Indefinite integral $\int\frac{1}{\sqrt{1-\text{csch}^2 x}}\,dx$

Question

I would like to know how to solve the following indefinite integral:

$$I=\int\frac{1}{\sqrt{1-\text{csch}^2(x)}}\,dx$$

where csch$(x)$ is the the hyperbolic cosecant function of $x$, i.e. csch$(x)=\frac{1}{\sinh(x)}$.

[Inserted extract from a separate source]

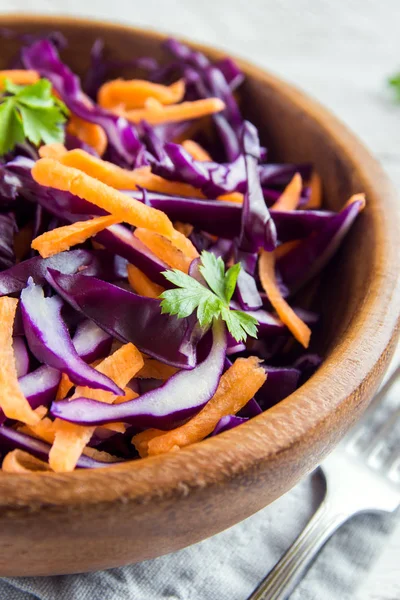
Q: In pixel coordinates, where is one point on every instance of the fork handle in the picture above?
(287, 573)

I tried the substitution $u=\sqrt{1-\text{csch}^2(x)}$, which lead to $I=\int \frac{\sinh^3(x)}{\cosh(x)}\,du$. From the substitution relation I got:

$$\sinh(x)=\pm\frac{1}{\sqrt{1-u^2}},\hspace{50pt}\cosh(x)=\frac{\sqrt{2-u^2}}{\sqrt{1-u^2}}.$$

There's the problem with the sign of $\sinh(x)$. Since in the specific problem where I found this integral, $x$ is a function of $t$, $x(t)$ and this function isn't determined. Also, the substitution didn't simplify enough the problem. I also tried the substitution $u=\text{csch}(x)$, but I got similar problems.

Answer 1

With $t=\sinh x$, i.e. $x=\text{arsinh }t$,

$$\int\frac{dx}{\sqrt{1-\text{csch}^2x}}=\int\frac{dt}{\sqrt{t^2+1}\sqrt{1-\dfrac1{t^2}}}=\int\frac{t\,dt}{\sqrt{t^4-1}}=\frac12\int\frac{\,dt^2}{\sqrt{(t^2)^2-1}}=\frac12\text{arcosh }t^2.$$

Answer 2

Here is an alternative method.

Since $\operatorname{csch} x = 1/\sinh x$ we can write \begin{align} \int \frac{dx}{\sqrt{1 - \operatorname{csch}^2 x}} &= \int \frac{\sinh x}{\sqrt{\sinh^2 x - 1}} \, dx, \qquad x > 0\\ &= \int \frac{\sinh x}{\sqrt{\cosh^2 - 2}} \, dx \end{align} where we have used $\cosh^2 x - \sinh^2 = 1$. Setting $t = \cosh x$, $dt = \sinh x, dx$ one has \begin{align} \int \frac{dx}{\sqrt{1 - \operatorname{csch}^2 x}} &= \int \frac{dt}{\sqrt{t^2 - 2}}\\ &= \cosh^{-1} \left (\frac{t}{\sqrt{2}} \right ) + C\\ &= \cosh^{-1} \left (\frac{\cosh x}{\sqrt{2}} \right ) + C, \qquad x > 0. \end{align}

Answer 3

To avoid sign complications, substitute $t= \coth x$ instead

\begin{align} &\int\frac{1}{\sqrt{1-\text{csch}^2 x}}\,dx\\ =&\int\frac{dt}{(1-t^2)\sqrt{2-t^2}} = \tanh^{-1}\frac{\sqrt{2-t^2}}{t} = \tanh^{-1}\frac{\sqrt{1-\text{csch}^2x}}{\coth x} \end{align} which is valid for all domain of $x$.